Just because an olive oil is expensive doesn’t mean it is good. If you buy fresh oil and you know where it is from, you are more likely to get good oil. Although the aesthetics of the bottle can play a part in the consumer’s decision making process, it is time to look beyond the package and demand sustainable fair-trade olive oil. That said, you should also be aware of olive that is too cheap: it is not likely to be 100% olive oil and certainly not extra virgin.

Buying olive oil can be tricky business because there are very few regulations placed on the labeling of this product. The European Union is trying to impose some order, but the lobby and interests of big industry is proving a major challenge. Shop intelligently and demand quality and transparency.

The Olive Gazette

I have really enjoyed getting reader comments the past few weeks. I was starting to think I was writing just for my own entertainment.

In particular, I have found Henry Mackay’s comments stimulating and well-informed. Mackay is an olive oil producer in Jaen, Spain who writes a very interesting blog called the Olive Oil Gazette. Topics on this blog range from current prices and futures of olive oil to the various awards handed out by international committees.

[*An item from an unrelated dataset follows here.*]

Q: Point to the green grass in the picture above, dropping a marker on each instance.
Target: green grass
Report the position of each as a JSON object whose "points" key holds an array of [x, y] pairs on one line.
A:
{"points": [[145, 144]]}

More thoughts on fair-trade olive oil

It is the consumer’s right to know how the product they are purchasing is produced; this goes for olive oil as well. When you buy a bottle of olive oil at the supermarket there is little indication on the bottle or the shelf of how the oil was produced or about who did all the work to turn olives into oil. Making olive oil is a year-long agricultural process that requires the attention of farmers, extra labour for harvesting and pruning as well as the people working in the mill.

Although there are few issues around fair trade in Italy it is something that needs to be considered nonetheless. Are farms getting their fair share of the profits? This is particularly important for small-scale farmers who have a hard time competing in the global market. When my mother and I started to import olive oil from Italy we wanted to make sure we were giving back to local communities and encouraging the continuation of agricultural practices and traditions.

Buying direct from the producer and selling direct to the client is one way in which we keep the cost of our oil reasonable. However, quality comes from careful labour, passion and expertise, which have their price. Generally these are not values espoused by industrial production.

As you may know, I am not a big fan of certifications and although Amelia Oil may not be certified fair trade, we are proud to be a part of sustainable, local agriculture in Italy.

Fair-trade olive oil from Palestine

As I was researching the Mediterranean and Palestine, I came across this site. Zaytoun is fair-trade Palestinian olive oil. It is an attempt to help Palestinian farmers reach the marketplace and continue their cultivation of olives: “Resisting the occupation by insisting on life.”


Another type of olive in Amelia Oil is the moraiolo cultivar (featured above). This cultivar is most common in Umbria, Tuscany, Le Marche and Abruzzo. It is usually cultivated together with the frantoio cultivar. Moraiolo tends to have a grassier taste and balances the fruitiness of the frantoio olives. I personally think it is this olive that gives our oil its ‘green’ taste. It reminds me of lying down in long grass when I smell it. To really enjoy this grassy, greenness it is best to consume fresh oil that is no older than a year.